開墾予定地を騎士団を使って準備して、まず焼き払いました
「おい、アイン、本当に俺と聖女は何もないからな」
お兄様が必死に言い訳してくれたが、
「ふんっ、お兄様も聖女に大きな胸を押しつけられて喜んでいたじゃない!」
私もちゃんとみていたのよ!
胸を押しつけられた後お兄様の聖女に対する態度もそれまでの塩対応とは確かにがらりと変わっていた。
絶対にお兄様は聖女の胸にたぶらかされたのだ。
「いやそんな事は無いぞ!」
お兄様は必死に言い張ってくれたけれど、
「ふーん。私、聖女が婚約者がいるのにエドワード様にくっつき過ぎだって本人に抗議したら……」
「アイン、もうエドワードの話は良いだろう」
私が反論したら、お兄様が不機嫌そうにして誤魔化そうとしたが、
「何言っているのよ! その時にお兄様が私に『平民だからってメリンダを差別する貴様は反吐が出る』って宣言してくれたのよ! 私、お兄様に、貴様なんて初めて言われたわ。私はその時にどれだけ悲しかったか」
涙目になって私が言うと、
「いや、アイン、本当にその時は申し訳なかった」
お兄様が必死に頭を下げてくれたけれど……
「ふんっ!」
私はお兄様の顔も見たくなかった。
「いやあ、泣く子も黙るオーガスト様もアデライン様には敵わないようですな」
「本当にあの二人も仲がよろしいようで」
バージルがセバスに話しかけてセバスが笑ってこちらを見てくれたけれど、
「全然仲は良くはないわよ」
むっとして私はセバスを睨み付けた。
「いや、アイン……」
お兄様がまだしつこく私にすがりつこうとしていたが、
「オーガスト様。それよりも早く今日の予定を終わらされた方がよろしいかと」
セバスが提案してくれた。
本当にそうだ。それでなくても遅れているのよ。
「しかし、セバス……」
「まあ、まあオーガスト様」
反論しようとするお兄様にセバスが何か囁いていた。
何か余計な事を言っているに違いない。
これ以上私の胸に触れてはいけないとかお兄様に余計な注意をしているんだろうか?
絶対に許さないんだから!
「よし、バージル始め騎士団の皆は今まで勤務、ご苦労だった」
お兄様はいきなりこちらの成り行きを、唖然としていて見ていた騎士団の方を向いた。
「当然の事をしたまでです」
バージルがお兄様に敬礼した。
「いや、本当に良くやってくれた」
お兄様は一同を見渡した。
全員がお兄様を見返す。
「その移動してきたところで悪いが、アデラインの機嫌が悪い」
「それはお兄様が悪いんでしょ。

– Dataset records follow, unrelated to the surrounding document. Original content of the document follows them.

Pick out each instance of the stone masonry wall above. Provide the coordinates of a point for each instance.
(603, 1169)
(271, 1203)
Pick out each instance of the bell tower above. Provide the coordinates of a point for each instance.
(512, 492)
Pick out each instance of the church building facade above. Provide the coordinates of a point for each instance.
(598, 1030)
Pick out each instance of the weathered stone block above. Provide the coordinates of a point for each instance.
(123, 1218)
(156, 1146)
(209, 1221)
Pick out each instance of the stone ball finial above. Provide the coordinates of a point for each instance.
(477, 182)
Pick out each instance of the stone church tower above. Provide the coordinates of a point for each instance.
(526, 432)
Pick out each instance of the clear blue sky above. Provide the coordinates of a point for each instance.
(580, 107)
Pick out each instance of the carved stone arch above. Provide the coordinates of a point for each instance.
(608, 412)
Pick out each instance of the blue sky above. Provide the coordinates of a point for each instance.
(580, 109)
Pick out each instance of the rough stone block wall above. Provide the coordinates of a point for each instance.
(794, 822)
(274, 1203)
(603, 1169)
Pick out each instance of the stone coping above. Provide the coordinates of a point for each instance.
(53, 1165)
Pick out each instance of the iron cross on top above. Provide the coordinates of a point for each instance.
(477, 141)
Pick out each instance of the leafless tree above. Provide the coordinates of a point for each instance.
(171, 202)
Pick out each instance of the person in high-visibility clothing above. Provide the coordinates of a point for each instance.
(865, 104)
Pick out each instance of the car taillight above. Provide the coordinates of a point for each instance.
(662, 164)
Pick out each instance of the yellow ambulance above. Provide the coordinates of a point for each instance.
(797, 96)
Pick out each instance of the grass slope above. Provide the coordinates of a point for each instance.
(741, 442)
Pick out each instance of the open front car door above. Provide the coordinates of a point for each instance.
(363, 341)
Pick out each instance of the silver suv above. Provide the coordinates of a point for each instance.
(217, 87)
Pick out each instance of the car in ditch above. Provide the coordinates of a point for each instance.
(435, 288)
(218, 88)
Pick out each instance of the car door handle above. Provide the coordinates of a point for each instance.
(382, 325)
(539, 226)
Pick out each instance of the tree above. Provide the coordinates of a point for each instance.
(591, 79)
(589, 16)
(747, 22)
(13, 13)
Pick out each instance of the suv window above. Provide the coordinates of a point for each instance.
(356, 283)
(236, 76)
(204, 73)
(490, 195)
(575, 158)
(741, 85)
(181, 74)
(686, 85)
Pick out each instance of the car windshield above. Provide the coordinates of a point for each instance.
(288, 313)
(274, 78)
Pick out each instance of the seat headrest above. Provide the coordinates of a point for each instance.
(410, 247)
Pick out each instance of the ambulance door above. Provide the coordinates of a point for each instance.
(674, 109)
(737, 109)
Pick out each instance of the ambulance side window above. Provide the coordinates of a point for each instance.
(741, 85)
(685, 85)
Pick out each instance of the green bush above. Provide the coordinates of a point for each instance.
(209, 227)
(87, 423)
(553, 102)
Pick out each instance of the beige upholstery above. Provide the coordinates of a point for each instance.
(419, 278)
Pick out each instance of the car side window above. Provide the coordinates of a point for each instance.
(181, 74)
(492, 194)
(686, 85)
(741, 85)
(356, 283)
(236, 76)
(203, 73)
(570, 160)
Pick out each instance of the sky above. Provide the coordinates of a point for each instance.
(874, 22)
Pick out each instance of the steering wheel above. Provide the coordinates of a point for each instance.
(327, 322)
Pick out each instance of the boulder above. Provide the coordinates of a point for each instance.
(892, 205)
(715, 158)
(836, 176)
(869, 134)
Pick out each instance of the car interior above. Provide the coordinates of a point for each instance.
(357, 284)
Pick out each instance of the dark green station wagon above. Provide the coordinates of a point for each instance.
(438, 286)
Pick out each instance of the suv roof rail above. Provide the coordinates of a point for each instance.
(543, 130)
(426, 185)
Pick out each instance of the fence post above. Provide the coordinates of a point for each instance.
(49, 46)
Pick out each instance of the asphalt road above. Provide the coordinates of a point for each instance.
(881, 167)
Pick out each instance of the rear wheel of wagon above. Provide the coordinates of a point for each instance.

皆には関係無いじゃない」
私が変な事を言い出したお兄様を睨み付けると、
「何言っているんだ、アイン、騎士団に手伝ってもらった方が早くできるぞ」
「それはそうだけど……」
「アデライン様。俺達は今までみたいな蛮族警備よりもアデライン様の為に働ける方が嬉しいです」
バージルの息子のホレスが言い出してくれた。
「さようでございます。何でもアデライン様はこの地にやってきた我々の食料を心配して、今回の事業を興して頂けたとか」
「当然、自分らの食料は自分たちで働いて育てます」
バージルの言葉に第一大隊長のハリーも頷いてくれた。
うーん、彼らの食料の為に動き出したんじゃないけれど、出来た食料の一部は彼らの食料になるのも事実だ。せっかくやる気になってくれたんだから、否定するのは悪いだろう。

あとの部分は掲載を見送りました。